If you know nothing else about the late mythologist Joseph Campbell, it might be his oft-quoted call to follow your bliss.
Then Kim started talking about the recent premiere of Finding Joe, a new documentary about Campbell’s teachings, specifically about following your bliss and another popular Campbell-ism, the hero’s journey. Here’s the trailer:
This inspiring film by Patrick Takaya Solomon features such diverse perspectives as Deepak Chopra, Mick Fleetwood and Tony Hawk. I scribbled down these 10 thoughts in the dark movie theater:
- If you haven’t found your bliss yet, think back to the thing the other kids teased you about, the thing that made you different. Because often your bliss is not what others are doing or what others tell you to do. It’s individual to you. It’s your path, not anyone else’s.

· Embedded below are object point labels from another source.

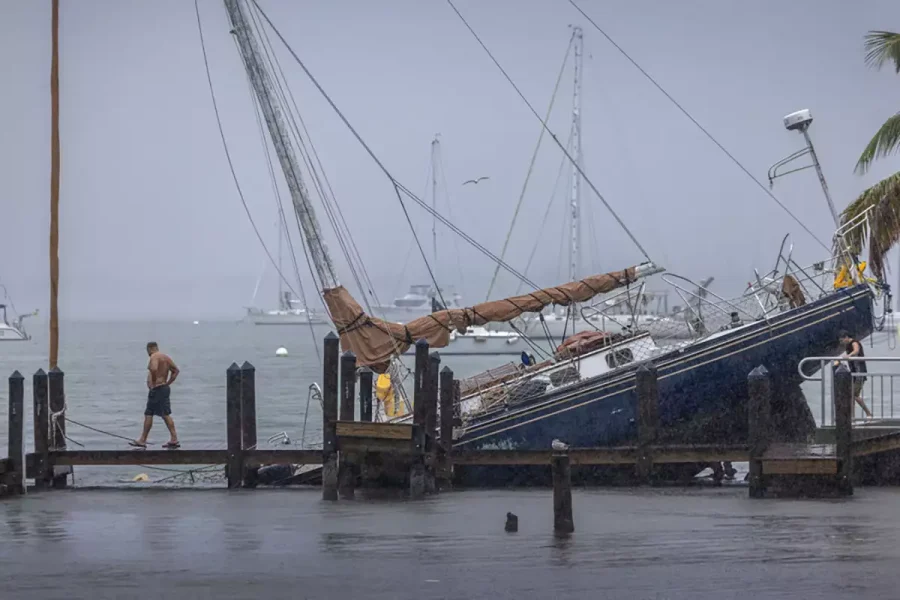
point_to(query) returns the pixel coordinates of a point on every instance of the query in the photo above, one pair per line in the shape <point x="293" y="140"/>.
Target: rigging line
<point x="315" y="154"/>
<point x="700" y="127"/>
<point x="528" y="173"/>
<point x="282" y="221"/>
<point x="552" y="135"/>
<point x="237" y="184"/>
<point x="304" y="153"/>
<point x="358" y="139"/>
<point x="478" y="246"/>
<point x="562" y="164"/>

- Your parents most want security for you, but if you bargain away your life for security, you will never find your bliss. Living in fear of failure or fear of what people might think keeps you from your bliss.
- The movie tells the story of a small village that covers its golden Buddha statue in mud to keep approaching invaders from stealing or damaging it. It works, but the villagers are driven from their home and eventually no one is left who remembers the statue is gold until the protective layer cracks. Sometimes your great value is hidden from view until something cracks you to let it out.
- Nietzsche said, “The snake that cannot shed its skin perishes.”
- Deepak Chopra suggests in the movie that you pick two or three of your favorite heroes and really think about who they are and why they appeal to you. Hold them close, and see if you don’t start to adopt some of their strengths into your own life.
- What if you climb the corporate ladder but find it’s propped against the wrong wall?
- Your bliss doesn’t have to be profitable to be worth doing. Part of the journey is exploration. Something that starts as a hobby could turn into a career, but you don’t have to know where it’s leading if you’re just doing something that makes your heart feel good.
- On every hero’s journey, there is a dragon you must slay. Campbell said the dragon is often covered in scales that say “you must” or “you must not,” representing the social obligations and fears that keep you from your bliss. You must face down this dragon, though sometimes you don’t need to slay it — you can show it love and it will give you what you want. You just can’t let it defeat you.
- What if time and money were limitless? What would you do then?
- Courage is not the absence of fear. It’s moving forward feeling the fear. And that can be learned. It’s like going to the gym. You practice tolerance of fear and courage, and it becomes more and more familiar.